During the afternoon of Sept. 6, Hazel Bahn of Belview sat at a table outside and talked about what was happening on the farm with her family.

Were they chopping silage yet, she queried.

Bahn, who spent a significant part of her life on the farm, knew what was supposed to be happening and when people were supposed to be doing it.

The conversation she was having that day was with three members of her family – one of her sons, a granddaughter and her granddaughter’s husband.

While talking shop became part of the discussion, that was not the reason they had come to visit her.

They were there to celebrate with Hazel. That day she turned 105 years old.

In other years, more of Bahn’s family would have visited on her birthday, but the realities of coronavirus meant that all of that had to be altered this year. 

With five children, 20 grandchildren, 42 great-grandchildren and 13 great-great grandchildren a birthday party for Hazel becomes a big event.

A couple of years ago, with the assistance of family, Hazel Bahn compiled a biography of her life which she entitled “Country Roads.” That was made much easier by the fact that Hazel has been keeping a journal for years.

In her memoirs, Hazel recalls moving around a lot – living in the Boyd, Murdock, Paynesville, Danvers and Wood Lake. While Hazel attended public school at various locations, she ultimately graduated from high school in Wood Lake.

While she did not spend a lot of time in Wood Lake as a student, she appreciated being part of a smaller class – from 90 students in Benson to 10 in Wood Lake – as it gave her the chance to get to know her classmates.

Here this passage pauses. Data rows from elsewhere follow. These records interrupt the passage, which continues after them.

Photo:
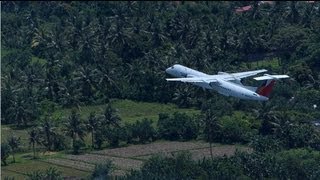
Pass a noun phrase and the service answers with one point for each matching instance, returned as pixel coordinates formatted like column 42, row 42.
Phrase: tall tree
column 75, row 128
column 93, row 123
column 5, row 152
column 48, row 131
column 14, row 144
column 34, row 138
column 211, row 127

After high school, Hazel moved to Blue Earth where she worked for an aunt, but recognizing she needed to find a better job she applied to attend Normal Teacher Training in Redwood Falls.

“I lived in one room at a home there. I didn’t get home to Wood Lake very often. The only thing I could afford to eat was boiled oatmeal, which is what I lived on,” wrote Hazel, and oatmeal continues to be a regular part of her daily diet.

Hazel started her teaching career working with 30 students in Grades 1-8.

Hazel’s teaching career came to an end when she married Herman Bahn. The couple began farm life and certainly had ups and downs, including having their first summer crop destroyed by hail.

“We were very poor,” recalled Hazel.

In their third year of marriage, Herman’s brother bought the house and farm where they were living, so the family, that included two sons, moved in with Herman’s grandparents.

Ultimately, Herman’s grandfather bought another house the family moved into.

Herman continued to farm his grandfather’s land along with other land they rented.

Living on the farm, Hazel said, was a good thing, as their family grew very close. Hazel is very proud of her children, Herman, Jr., Stanley, Donna, Howard and Cynthia, and her faith was an important part of her life. Devotions were done at every meal morning, noon and night.

Hazel comes from a long line of tough women, as her mother lived to be 99.

This past January, Hazel broke her leg, and that required surgery. Family members wondered if she would survive. She did and has fully recovered from it.

Life has been very good, agreed Hazel, and she has seen a lot in her life, adding it really does not seem like 105 years have gone by.